The API response contains, among other information, the query URL and date, the response status, and the content type and size. It might also include the content itself, but this part isn’t visible here.

The Content-Type of the API response is an application/json.

JSON stands for JavaScript Object Notation.

Most APIs return data in a JavaScript Object Notation (JSON) format. The JSON format is beneficial because

1) it’s a plain text file, and 2) it doesn’t need to be structured in a tabular data frame (i.e. is can store ‘non-rectangular’ or unstructured text easily).

3. Tracking Errors

When making queries, it’s entirely possible that the output isn’t the right type or that something will go wrong . Therefore, it’s important to track these errors.
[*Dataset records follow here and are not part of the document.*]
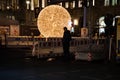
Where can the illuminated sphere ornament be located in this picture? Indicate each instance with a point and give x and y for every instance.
(52, 19)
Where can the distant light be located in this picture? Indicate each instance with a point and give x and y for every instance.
(75, 21)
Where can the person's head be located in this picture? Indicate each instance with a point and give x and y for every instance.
(65, 28)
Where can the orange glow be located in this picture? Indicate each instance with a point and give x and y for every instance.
(52, 19)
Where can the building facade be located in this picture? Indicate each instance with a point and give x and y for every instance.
(26, 12)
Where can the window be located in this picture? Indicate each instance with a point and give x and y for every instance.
(107, 3)
(114, 2)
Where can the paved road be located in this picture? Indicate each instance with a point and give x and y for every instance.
(14, 66)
Web servers return status codes every time they receive an API request. A status code reports what happened with a request.

Let´s check the status code of our request:

http_status(response)
$category
[1] "Success"

$reason
[1] "OK"

$message
[1] "Success: (200) OK"

The Status-Code element in a server response, is a 3-digit integer where the first digit of the Status-Code defines the class of response and the last two digits do not have any categorization role. There are 5 values for the first digit:

S.N. Code and Description
1

1xx: Informational

It means the request has been received and the process is continuing.

2

2xx: Success

It means the action was successfully received, understood, and accepted.

3

3xx: Redirection

It means further action must be taken in order to complete the request.

4

4xx: Client Error

It means the request contains incorrect syntax or cannot be fulfilled.

5

5xx: Server Error

It means the server failed to fulfill an apparently valid request.
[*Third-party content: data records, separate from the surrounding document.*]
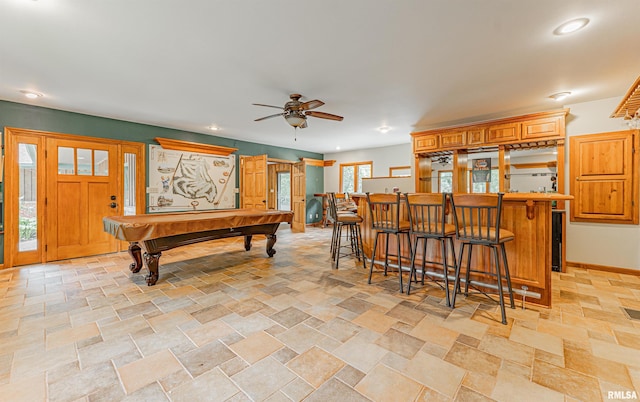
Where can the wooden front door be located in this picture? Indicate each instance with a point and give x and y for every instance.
(82, 188)
(253, 192)
(298, 195)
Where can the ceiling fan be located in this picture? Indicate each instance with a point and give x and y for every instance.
(296, 112)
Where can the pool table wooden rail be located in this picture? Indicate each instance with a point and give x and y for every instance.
(155, 233)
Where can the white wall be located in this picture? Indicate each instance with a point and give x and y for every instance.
(383, 158)
(597, 243)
The httr package provides us with several functions to track these errors.

  • The http_error(response) checks if something went wrong and returns a logical value.
http_error(response)
[1] FALSE
  • The status_code(response) returns the status code.
status_code(response)
[1] 200
  • The http_type(response) returns the format of the content, so we can see if it is what we expected.
http_type(response)
[1] "application/json"

When something goes wrong and http_error(response) returns TRUE, we stop the function execution using the stop() function.

if(http_error(response)){
      status_code(404)
      stop("Something went wrong.")}

Another useful function is stop_for_status(response) which converts http errors to R errors or warnings - these should always be used whenever you’re creating requests inside a function, so that the user knows why a request has failed. If request was successful, the response (invisibly). Otherwise, raised a classed http error or warning, as generated by http_condition() . Other helpful functions are warn_for_status() and message_for_status().
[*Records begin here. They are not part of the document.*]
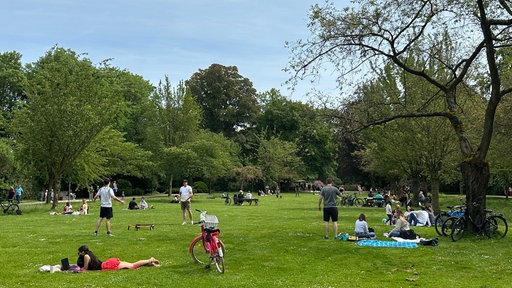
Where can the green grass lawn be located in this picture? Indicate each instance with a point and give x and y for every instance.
(275, 244)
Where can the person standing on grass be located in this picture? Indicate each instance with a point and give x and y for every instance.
(106, 194)
(185, 194)
(328, 195)
(19, 191)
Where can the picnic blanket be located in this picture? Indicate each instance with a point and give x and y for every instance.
(399, 239)
(380, 243)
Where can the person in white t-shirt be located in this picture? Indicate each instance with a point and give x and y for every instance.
(106, 194)
(419, 218)
(185, 195)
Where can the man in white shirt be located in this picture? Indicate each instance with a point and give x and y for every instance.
(106, 194)
(185, 194)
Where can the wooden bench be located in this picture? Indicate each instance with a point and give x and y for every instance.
(255, 200)
(138, 226)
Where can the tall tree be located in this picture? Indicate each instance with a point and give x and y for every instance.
(69, 103)
(278, 161)
(228, 99)
(172, 119)
(303, 125)
(12, 77)
(386, 31)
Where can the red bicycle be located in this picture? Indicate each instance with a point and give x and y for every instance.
(207, 248)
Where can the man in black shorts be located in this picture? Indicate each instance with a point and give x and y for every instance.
(328, 195)
(106, 194)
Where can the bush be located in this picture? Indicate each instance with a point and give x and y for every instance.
(200, 187)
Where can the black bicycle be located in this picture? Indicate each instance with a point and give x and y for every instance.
(455, 211)
(10, 208)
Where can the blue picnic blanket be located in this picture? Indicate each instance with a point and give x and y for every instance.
(380, 243)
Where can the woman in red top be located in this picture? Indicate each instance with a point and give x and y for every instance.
(88, 261)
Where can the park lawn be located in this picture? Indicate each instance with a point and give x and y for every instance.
(277, 243)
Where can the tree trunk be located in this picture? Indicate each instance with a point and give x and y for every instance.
(170, 185)
(476, 179)
(56, 192)
(434, 183)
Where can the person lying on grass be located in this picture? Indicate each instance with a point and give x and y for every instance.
(88, 261)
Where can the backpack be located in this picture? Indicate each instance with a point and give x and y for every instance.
(408, 234)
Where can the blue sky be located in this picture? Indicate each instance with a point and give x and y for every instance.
(154, 38)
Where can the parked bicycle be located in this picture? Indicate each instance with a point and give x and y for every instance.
(455, 211)
(227, 199)
(10, 208)
(493, 225)
(207, 248)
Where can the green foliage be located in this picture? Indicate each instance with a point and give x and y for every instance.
(228, 99)
(200, 187)
(70, 102)
(278, 160)
(303, 125)
(259, 252)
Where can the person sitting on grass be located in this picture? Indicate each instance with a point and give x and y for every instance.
(88, 261)
(133, 205)
(143, 204)
(401, 224)
(68, 209)
(419, 218)
(361, 228)
(84, 208)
4. Getting the API response

One very useful function to use is content which extract content from a request. For that we use content() from the httr package to extract this content.

library(httr)
# automatically parses JSON
APIResult = content(response)
#APIResult$seq

So here we sent an API request to the webserver, and it replied with the sequence(data).

# add code to extract content here
json_text <- content(response, as="text")
#json_text

Let’s add an encoding.

json_text <-content(response, as = "text", encoding = "UTF-8")
#json_text

We can provide the content_type in the GET().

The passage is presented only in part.